[this was in no way a good event for Peridot. oh, it had started out well enough, resistances, rebellion, standing up for the little guy, but it had all been wrong, and there for a brief moment, she was something she wasn't supposed to be. not in a metaphorical sense either. in a very real, very horrifying sense.
and then it was over. and she was back to being a gem, as if it had never happened, and was she supposed to forget that? forget that form, that body when she could remember it clearly. this is probably not bothering anyone else, but it's bothering her, and she isn't sure how to bring it up or discuss it or anything.
so she goes to her own stand-by... being bitter.]
Log Date... [she pauses, suddenly realizing she has no idea what the date even is anymore, and then goes on.] Undated Log zero-dash-zero-dash-one.
This is a public transmission from Peridot. Full designation "Peridot Facet-2F5L Cut-5XG," a gem formerly of Homeworld and currently of Earth. Allied with the Crystal Gems. [a snort escapes her- the sound pained] See that's the important word there- Gem. That's what I am. I can deny and change my intended purpose until my form dissipates, but I can't stop being a gem, am I right?
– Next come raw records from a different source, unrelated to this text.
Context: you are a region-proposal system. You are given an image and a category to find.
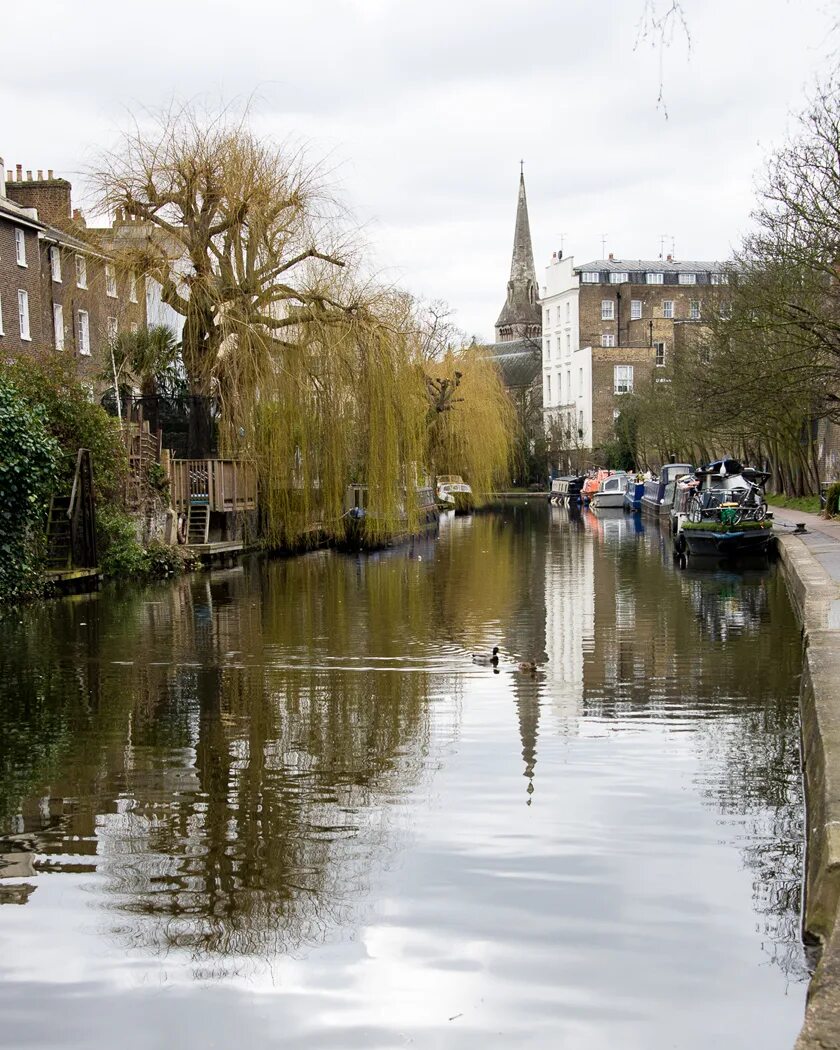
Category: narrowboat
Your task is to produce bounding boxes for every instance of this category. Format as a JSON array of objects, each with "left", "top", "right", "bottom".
[
  {"left": 623, "top": 480, "right": 645, "bottom": 513},
  {"left": 641, "top": 463, "right": 694, "bottom": 515},
  {"left": 589, "top": 473, "right": 630, "bottom": 510},
  {"left": 339, "top": 485, "right": 440, "bottom": 550},
  {"left": 548, "top": 475, "right": 586, "bottom": 503}
]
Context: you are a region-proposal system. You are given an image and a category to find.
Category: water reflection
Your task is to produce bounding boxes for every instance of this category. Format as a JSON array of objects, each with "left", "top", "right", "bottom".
[{"left": 0, "top": 505, "right": 804, "bottom": 1048}]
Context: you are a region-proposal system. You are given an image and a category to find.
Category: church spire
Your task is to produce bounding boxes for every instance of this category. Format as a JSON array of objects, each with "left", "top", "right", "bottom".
[{"left": 496, "top": 161, "right": 542, "bottom": 342}]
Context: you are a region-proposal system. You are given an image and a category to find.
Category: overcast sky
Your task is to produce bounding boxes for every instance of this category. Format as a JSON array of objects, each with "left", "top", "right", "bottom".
[{"left": 0, "top": 0, "right": 840, "bottom": 335}]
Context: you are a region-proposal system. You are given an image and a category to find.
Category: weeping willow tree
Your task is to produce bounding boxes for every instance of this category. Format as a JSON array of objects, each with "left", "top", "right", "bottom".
[
  {"left": 98, "top": 106, "right": 426, "bottom": 544},
  {"left": 425, "top": 347, "right": 517, "bottom": 501}
]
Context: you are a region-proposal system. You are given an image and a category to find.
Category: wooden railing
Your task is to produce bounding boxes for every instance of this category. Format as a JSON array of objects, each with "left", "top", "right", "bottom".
[{"left": 170, "top": 460, "right": 257, "bottom": 511}]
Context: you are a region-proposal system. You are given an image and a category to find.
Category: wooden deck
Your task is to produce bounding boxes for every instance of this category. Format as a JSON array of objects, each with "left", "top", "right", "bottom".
[{"left": 171, "top": 459, "right": 257, "bottom": 514}]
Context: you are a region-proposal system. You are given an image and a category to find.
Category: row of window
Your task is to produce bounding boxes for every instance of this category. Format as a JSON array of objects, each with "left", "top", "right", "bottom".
[
  {"left": 15, "top": 227, "right": 138, "bottom": 302},
  {"left": 601, "top": 332, "right": 665, "bottom": 369},
  {"left": 601, "top": 299, "right": 700, "bottom": 321},
  {"left": 581, "top": 270, "right": 728, "bottom": 285},
  {"left": 545, "top": 300, "right": 571, "bottom": 328},
  {"left": 0, "top": 288, "right": 131, "bottom": 357}
]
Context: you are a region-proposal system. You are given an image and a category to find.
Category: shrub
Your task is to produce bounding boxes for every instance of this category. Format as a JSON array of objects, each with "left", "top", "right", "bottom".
[{"left": 0, "top": 377, "right": 59, "bottom": 599}]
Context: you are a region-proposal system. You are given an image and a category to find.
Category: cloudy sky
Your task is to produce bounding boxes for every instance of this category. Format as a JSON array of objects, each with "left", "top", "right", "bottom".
[{"left": 0, "top": 0, "right": 840, "bottom": 335}]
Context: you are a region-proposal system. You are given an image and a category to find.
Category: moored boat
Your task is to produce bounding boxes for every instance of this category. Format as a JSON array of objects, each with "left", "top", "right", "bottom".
[
  {"left": 589, "top": 473, "right": 630, "bottom": 509},
  {"left": 679, "top": 522, "right": 773, "bottom": 558},
  {"left": 623, "top": 479, "right": 645, "bottom": 511},
  {"left": 548, "top": 474, "right": 586, "bottom": 503},
  {"left": 341, "top": 485, "right": 440, "bottom": 550},
  {"left": 641, "top": 463, "right": 694, "bottom": 515}
]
[another noise, this one more pained than the last.] As the last few days will attest, I am not right. At all. It seems whatever machinations Wonderland has in place cannot only take our memories, toy with our minds and sense of reality, and keep us locked on this miserable planet that's a poor copy of Earth, but it can also change our entire make-up on a whim. And who's to say it has to change us back? Are there people who've been stuck like this? [her voice rises, hysterical in pitch] Is this why there's a lizard that talks?? I've never seen a lizard that can speak on Earth! They just crawl around and do things with their tongues! I know, because I followed one around for most of an Earth cycle once out of sheer boredom! Maybe he was once a human, and Wonderland decided, "Why don't I just make him a lizard? It'll be great!"
[she stops mid-rant, unsure of where she was even going with this. she's fine. it's okay. she just... needed to vent about it. publicly. now the healing can begin?
Talking about what makes you feel bad is supposed to make it go away, right? Why isn't it working?